Ieri re Carlo III ha rivolto un discorso al parlamento italiano. La sua visita riempie i palinsesti. In un momento di instabilità, offre certezze

Se mio padre, monarchico convinto, fosse ancora vivo oggi, sarebbe stato contento.

La visita dei reali di Gran Bretagna è un segno tangibile di come le teste coronate riescano a prendersi comunque spazio nei media e nella pubblica opinione come esempio di stabilità ed identità rispetto al caos mondiale che a livello politico trionfa ovunque, soprattutto in questi giorni.



Pensiamoci: alla fine, dare spazio nei Tg come sui tabloid a re, regine e principesse non è solo questione da cronaca rosa, ma anche un tentativo più o meno evidente di tranquillizzare la pubblica opinione che non sa più a chi e a che cosa credere, preoccupata e anche sconcertata per l’atteggiamento di persone che pur sono al vertice del mondo ma che – come Trump – sembrano dei veri buzzurri, indipendentemente dall’importanza della loro carica.



Se Re Carlo III parla (in italiano) alle Camere riunite, difficile non ricordare che prima di lui a farlo sono stati soltanto degli altri sovrani (come Juan Carlos e Felipe di Spagna), oltre a Giovanni Paolo II che –  in fondo – era però anche lui un “regnante” sia pur di ben diverso significato.

Perché allora correre dietro alla monarchia, anche in Paesi come il nostro dove non c’è più da quasi ottant’anni?

Perché, anche se un sovrano “regna ma non governa”, forse identifica in sé la nazione, il popolo, lo Stato, trasmettendo un messaggio in fondo rassicurante di continuità e dell’essere “super partes”, ben attento (di solito) a non affondare nella palude politica interna ed internazionale.



Questo aspetto è diventato forse il più importante “valore aggiunto” dell’istituzione monarchica, che per altri versi appare invece fuori dal tempo, ma che torna prepotente a proporsi in parallelo allo sfascio di troppe nazioni dove – a parte quelle in cui i “presidenti” sono di fatto dittatori – i vertici dello Stato non sembrano in grado di raccogliere grandi simpatie nonostante siano spinti da media amici.

Nelle repubbliche presidenziali si può almeno parlare di un iniziale appoggio popolare, in quelle parlamenti troppo volte i presidenti sono eletti da maggioranze risicate e partigiane, quando non addirittura il cambiare dei governi pone in scontro diretto governo e presidenze aprendo crisi istituzionali profonde e conseguenti spaccature nell’opinione pubblica.

Non è stato facile per Carlo III superare le diffidenze e le accuse, sia per il suo passato personale legato alla principessa Diana e all’attuale regina Camilla, sia per la pesante eredità lasciata da sua madre Elisabetta, che aveva trasformato la monarchia inglese in un mito di trascendenza e di stile difficilmente eguagliabile.

Eppure questo re, che sembrava rimanesse per sempre senza corona, ha riguadagnato spazio dimostrando di avere imparato bene “il mestiere di re” superando scandali, divisioni e situazioni ben difficili da gestire.
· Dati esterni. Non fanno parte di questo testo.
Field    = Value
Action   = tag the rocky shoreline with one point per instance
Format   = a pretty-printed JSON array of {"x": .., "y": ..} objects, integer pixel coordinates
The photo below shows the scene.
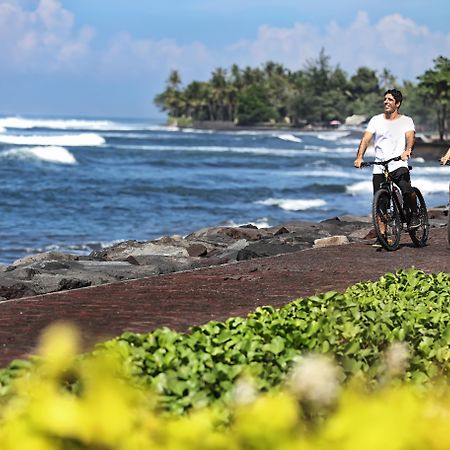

Forse perché i re moderni “studiano da re” fin dall’infanzia e non vengono eletti all’ultimo momento da maggioranze parlamentari variabili e ondeggianti o dopo campagne elettorali divisive.

Insomma, serve “qualcosa d’altro” a cui pensare rispetto alle divisioni, le polemiche che dividono i Paesi, le Unioni e le opinioni pubbliche. E ora anche e soprattutto rispetto ai dazi: l’ultima guerra in odine di tempo, non meno reale delle altre, spiazzante perché sembra sfuggire a tutti i nostri schemi.

Ecco dunque un po’ di monarchia, a surrogare le certezze già terremotate dalla guerra in Ucraina e ora dalla guerra commerciale. Ci serve una realtà meno amara.